Charley’s Aunt broke all historic records for plays of any kind, with an original London run of 1,466 performances across four years, closing on December 19, 1896. It was also a success on Broadway in 1893, where it had another long run. It has toured internationally and has been revived and adapted for films and musicals, including a silent film version starring Sydney Chaplin, a musical version called Where’s Charley? starring Ray Bolger as Charley, with lyrics by Frank Loesser, a televised version by Playhouse 90 with Art Carney as Babbs, and an American Playhouse version in 1987 with Victor Garber as Jack and Charles Grodin as Babbs. Not to mention a 1975 Soviet television version entitled Hello, I’m your Aunt…

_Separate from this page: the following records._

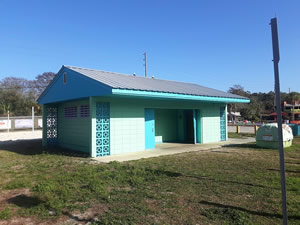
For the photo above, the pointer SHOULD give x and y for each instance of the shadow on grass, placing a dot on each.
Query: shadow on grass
(34, 147)
(24, 201)
(248, 145)
(77, 218)
(287, 171)
(252, 212)
(231, 182)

Though Brandon Thomas wrote more than a dozen plays and worked often as a character actor, Charley’s Aunt is the work for which he remains best known. He played the role of Sir Colonel Francis Chesney for the first few weeks of the London run of Charley’s Aunt and regularly played the part in later revivals until shortly before his death. In his obituary notice, The Times of London quoted Thomas as having said, “I hoped to go down to fame as a great actor. If I go at all it will be as the author of Charley’s Aunt.”

We’re in love...no fool of a flirtation business, but the real downright serious thing.

I must confess that I was unfamiliar with Charley’s Aunt when I was first offered the opportunity to direct it here at The Shakespeare Theatre. As I read it, I cold not understand how the play had escaped my notice. Why had I not seen a production? Strangely enough, it has been rarely produced I the past few decades. Yet it has everything an audience could want in an comedy.

Charley’s Aunt is a classic example of a three-act, fast-paced, incredibly fun romp of a farce; perhaps even a pioneer of the form, having preceded gems like Oscar Wilde’s The Importance of Being Earnest (1895), and Feydeau’s A Flea in Her Ear (1907). It has young lovers, scheming parents and guardians, an unflappable butler, improbable disguises, false identities, witty dialogue, high manners, physical comedy, and cross-dressing. From the moment Jack and Charley enlist their friend to impersonate Charley’s aunt, the play moves from one believable absurd situation to the next with domino-effect alacrity, as the two callee ends try to keep up with the lie they have perpetrated in order to propose to the women they love.

It would be easy to fixate only on the play’s broad comedy, and wind up with only fluff and silliness on stage. But no matter how high a level of preposterousness the play can rise to, at the heart of the play is one powerful theme that grounds it in reality—a force that has at one time or another, made us all do some very foolish things: love. What are the length we will go to for love? What are the sacrifices we will make and the indignities we will suffer for it? And in the end, it is love that makes all the trouble worth it. To me, this is what drives the play’s characters, action, and the comedy itself. Crafting the many moments of comedy with this cast has been a daily dose of fun. But underneath it all has been this theme, which I hope makes your journey through the play just a bit more dear and delightful. It has been a gift to work on a play like this, and to share it with you.

May the laughter it provides be a satisfying tonic for these times.